Indonesia sekarang ini tengah menghadapi fenomena brain drain, yakni hengkangnya kaum intelektual, ilmuwan dan cendekiawan yang memilih menetap di luar negeri. Dari data yang disampaikan oleh Direktorat Jenderal Imigrasi Kemenkumham, sejak tahun 2019 hingga 2022, terdapat 3.912 warga negara Indonesia (WNI) yang beralih menjadi warga negara Singapura. Sebagian besar warga yang pindah memiliki rentang usia produktif, yakni 25-35 tahun. Bahkan dari laporan peringkat human flights and brain index tahun 2024 yang dikeluarkan oleh The Global Economy, Indonesia saat ini berada pada peringkat ke-88 dari 175 negara.
Pakar Pembangunan Sosial dan Kesejahteraan Fisipol UGM, Dr. Hempri Suyatna, menilai adanya fenomena Brain Drain di Indonesia sebenarnya sudah terjadi sejak lama. Seperti contohnya pada tahun 1960-an banyak mahasiswa Indonesia yang berkuliah di luar negeri dan tidak kembali ke Indonesia. Mereka lebih memilih bekerja di luar negeri. “Adanya fenomena ini terus terjadi saat ini dimana banyak tenaga-tenaga terampil dan profesional Indonesia yang memilih berkarir di luar negeri daripada di Indonesia,” kata Hempri, Kamis (23/1).
Menurut Hampri, ribuan WNI yang memilih pindah ke Singapura dalam selama tiga tahun berturut-turut menegaskan Indonesia terancam kehilangan SDM yang berkualitas dan memiliki potensi. Selain itu, kondisi tersebut menunjukkan bahwa Singapura menjadi tempat yang lebih nyaman untuk karir.”Bisa dikatakan Singapura dianggap lebih baik sebagai tempat untuk berkarir dan mendapatkan kesempatan ekonomi dan pendidikan,” ujarnya.
Soal banyaknya SDM usia produktif yang memilih pindah kewarganegaraan tersebut sangat disayangkan sebab usia produktif sebenarnya masih sangat dibutuhkan untuk mendorong pembangunan di Indonesia. “Selama ini anak-anak muda ini punya kemampuan potensial, kreativitas, dan inovasi yang lebih unggul. Hal ini tentunya sangat disayangkan ketika mereka harus pergi ke luar negeri. Indonesia tidak hanya kekurangan tenaga-tenaga terampil, tetapi ini dapat mengakibatkan munculnya ketimpangan ekonomi antar negara maupun lambatnya akselerasi pembangunan di Indonesia,” ujarnya.
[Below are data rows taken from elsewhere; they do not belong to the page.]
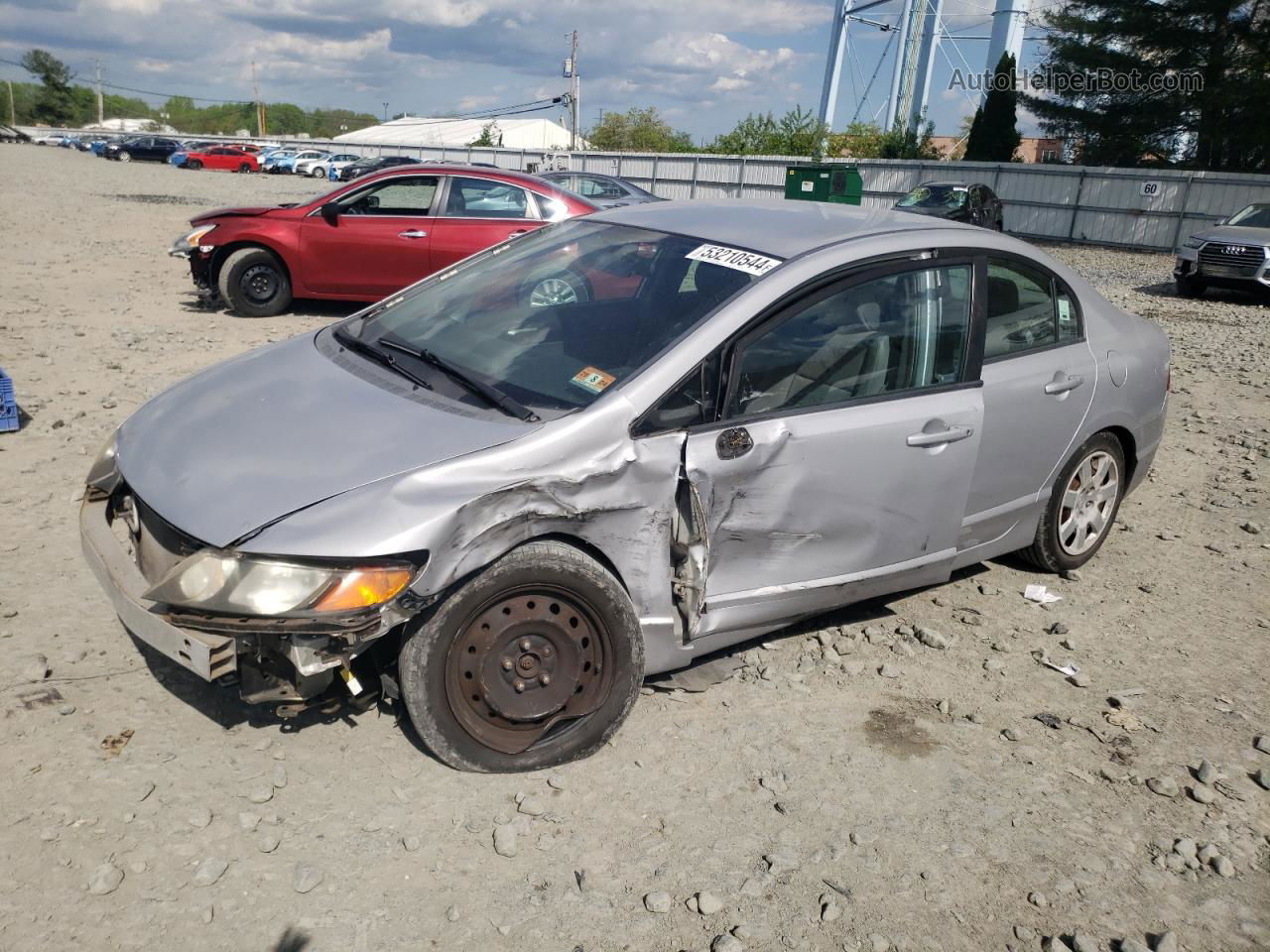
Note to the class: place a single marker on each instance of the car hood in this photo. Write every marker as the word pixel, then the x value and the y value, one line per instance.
pixel 275 430
pixel 1236 234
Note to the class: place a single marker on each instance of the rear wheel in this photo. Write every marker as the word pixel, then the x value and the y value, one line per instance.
pixel 1082 506
pixel 532 662
pixel 254 284
pixel 1191 287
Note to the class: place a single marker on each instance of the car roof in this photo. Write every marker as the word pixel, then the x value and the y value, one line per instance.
pixel 776 227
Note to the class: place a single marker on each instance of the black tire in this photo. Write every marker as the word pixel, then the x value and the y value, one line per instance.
pixel 1189 287
pixel 254 284
pixel 536 575
pixel 1047 549
pixel 570 289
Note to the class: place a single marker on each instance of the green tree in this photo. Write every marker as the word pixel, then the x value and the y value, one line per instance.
pixel 638 131
pixel 55 104
pixel 489 136
pixel 798 132
pixel 994 128
pixel 1215 121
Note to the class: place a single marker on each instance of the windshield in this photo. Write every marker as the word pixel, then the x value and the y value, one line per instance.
pixel 1255 216
pixel 558 317
pixel 935 197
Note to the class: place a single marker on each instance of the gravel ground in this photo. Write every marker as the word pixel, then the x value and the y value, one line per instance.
pixel 806 803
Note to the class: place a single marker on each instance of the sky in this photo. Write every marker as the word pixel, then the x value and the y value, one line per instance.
pixel 703 63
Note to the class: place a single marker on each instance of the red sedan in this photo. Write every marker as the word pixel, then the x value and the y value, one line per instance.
pixel 227 158
pixel 368 238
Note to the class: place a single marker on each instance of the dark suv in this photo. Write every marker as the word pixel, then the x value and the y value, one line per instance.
pixel 154 149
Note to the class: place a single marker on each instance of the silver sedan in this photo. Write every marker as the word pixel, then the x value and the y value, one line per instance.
pixel 506 511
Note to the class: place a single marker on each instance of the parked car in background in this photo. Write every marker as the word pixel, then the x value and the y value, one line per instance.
pixel 367 239
pixel 367 167
pixel 534 506
pixel 308 155
pixel 222 158
pixel 320 168
pixel 1232 254
pixel 971 203
pixel 155 149
pixel 603 190
pixel 276 157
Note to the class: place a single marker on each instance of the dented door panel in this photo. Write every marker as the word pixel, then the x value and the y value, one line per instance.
pixel 832 506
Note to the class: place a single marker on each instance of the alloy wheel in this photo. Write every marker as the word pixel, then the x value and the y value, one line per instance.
pixel 1088 503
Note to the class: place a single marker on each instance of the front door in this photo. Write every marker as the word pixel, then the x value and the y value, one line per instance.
pixel 842 466
pixel 480 213
pixel 1039 377
pixel 379 243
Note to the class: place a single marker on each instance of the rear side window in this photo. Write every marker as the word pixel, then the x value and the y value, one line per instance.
pixel 485 198
pixel 1028 309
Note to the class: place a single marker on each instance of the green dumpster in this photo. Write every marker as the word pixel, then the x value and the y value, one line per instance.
pixel 837 182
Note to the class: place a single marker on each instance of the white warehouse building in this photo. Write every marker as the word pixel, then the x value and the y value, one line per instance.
pixel 417 131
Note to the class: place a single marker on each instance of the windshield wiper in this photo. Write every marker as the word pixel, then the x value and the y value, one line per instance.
pixel 372 352
pixel 493 395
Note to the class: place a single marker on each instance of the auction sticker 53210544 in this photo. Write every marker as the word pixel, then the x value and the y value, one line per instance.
pixel 733 258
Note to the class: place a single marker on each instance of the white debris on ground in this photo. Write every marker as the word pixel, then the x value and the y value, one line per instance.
pixel 898 775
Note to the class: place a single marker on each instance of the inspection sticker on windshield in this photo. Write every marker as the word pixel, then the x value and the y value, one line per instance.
pixel 733 258
pixel 592 380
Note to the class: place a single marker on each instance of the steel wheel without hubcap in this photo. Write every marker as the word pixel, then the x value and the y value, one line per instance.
pixel 1088 503
pixel 259 284
pixel 527 664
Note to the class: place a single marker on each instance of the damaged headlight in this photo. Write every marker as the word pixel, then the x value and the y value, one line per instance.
pixel 182 246
pixel 230 583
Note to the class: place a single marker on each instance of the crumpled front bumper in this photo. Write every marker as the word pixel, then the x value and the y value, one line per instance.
pixel 207 655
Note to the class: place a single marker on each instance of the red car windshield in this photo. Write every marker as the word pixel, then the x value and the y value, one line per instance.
pixel 558 317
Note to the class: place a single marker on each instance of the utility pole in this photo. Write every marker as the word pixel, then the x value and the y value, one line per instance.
pixel 259 107
pixel 100 108
pixel 574 91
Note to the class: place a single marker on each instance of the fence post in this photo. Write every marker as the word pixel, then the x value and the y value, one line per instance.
pixel 1076 204
pixel 1182 211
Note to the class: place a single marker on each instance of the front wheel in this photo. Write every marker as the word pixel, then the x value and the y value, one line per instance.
pixel 254 284
pixel 532 662
pixel 1082 506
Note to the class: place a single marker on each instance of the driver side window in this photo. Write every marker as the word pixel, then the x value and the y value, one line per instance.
pixel 405 197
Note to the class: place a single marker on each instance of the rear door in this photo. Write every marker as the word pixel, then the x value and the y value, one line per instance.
pixel 480 212
pixel 379 244
pixel 849 434
pixel 1039 376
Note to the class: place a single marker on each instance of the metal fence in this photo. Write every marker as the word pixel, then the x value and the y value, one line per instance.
pixel 1138 208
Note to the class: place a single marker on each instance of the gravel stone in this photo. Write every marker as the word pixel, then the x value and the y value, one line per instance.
pixel 209 871
pixel 307 879
pixel 658 902
pixel 104 880
pixel 1164 785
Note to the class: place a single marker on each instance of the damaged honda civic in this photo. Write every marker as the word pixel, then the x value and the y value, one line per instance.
pixel 508 493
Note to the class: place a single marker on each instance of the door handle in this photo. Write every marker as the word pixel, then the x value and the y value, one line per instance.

Hempri menuturkan konsep link and match menjadi solusi untuk meminimalisir fenomena brain drain apalagi program ini sebenarnya sudah lama dikembangkan termasuk yang terakhir di era Menteri Nadiem Makarim kemarin dengan program Kampus Merdeka melalui beberapa program seperti magang, wirausaha, pertukaran mahasiswa, dan sebagainya. Model-model semacam ini sebenarnya cukup menarik agar di satu sisi mahasiswa juga siap masuk ke pasar kerja ketika sudah lulus. Namun demikian, memang banyak juga kendala dihadapi di lapangan. “Misalnya soal pendampingan pasca kegiatan dan sebagian mahasiswa mengikuti program-program tersebut yang seringkali lebih berorientasi pada mendapatkan nilai sehingga hal-hal yang dipelajari selama pelaksanaan kegiatan kurang berkembang dengan optimal,” paparnya.
Hempri juga mendesak agar pemerintah untuk segera membuat grand design pembangunan kependudukan akan menjadi semacam blue print di dalam penyusunan peta kebutuhan dan ketersediaan lapangan kerja yang sesuai dengan keahlian yang dimiliki para lulusan dari Perguruan Tinggi. “Harapannya dengan adanya link and match antara pendidikan dengan pasar kerja diharapkan akan mampu meminimalkan anak-anak muda terampil untuk bekerja di luar negeri,” jelasnya.
Namun demikian, peta kebutuhan ini tidak akan cukup mengingat situasi pasar kerja yang dinamis. Bahkan selama proses rekrutmen tenaga kerja hanya mengandalkan sistem kekerabatan atau kekeluargaan ataupun lebih dikenal dengan istilah Ordal (orang dalam) maka program tersebut akan sia-sia belaka. “Kita lihat kondisi ini yang seringkali masih dominan di kita sehingga orang yang memiliki kompetensi baik belum tentu diterima di pasar kerja,” pungkasnya.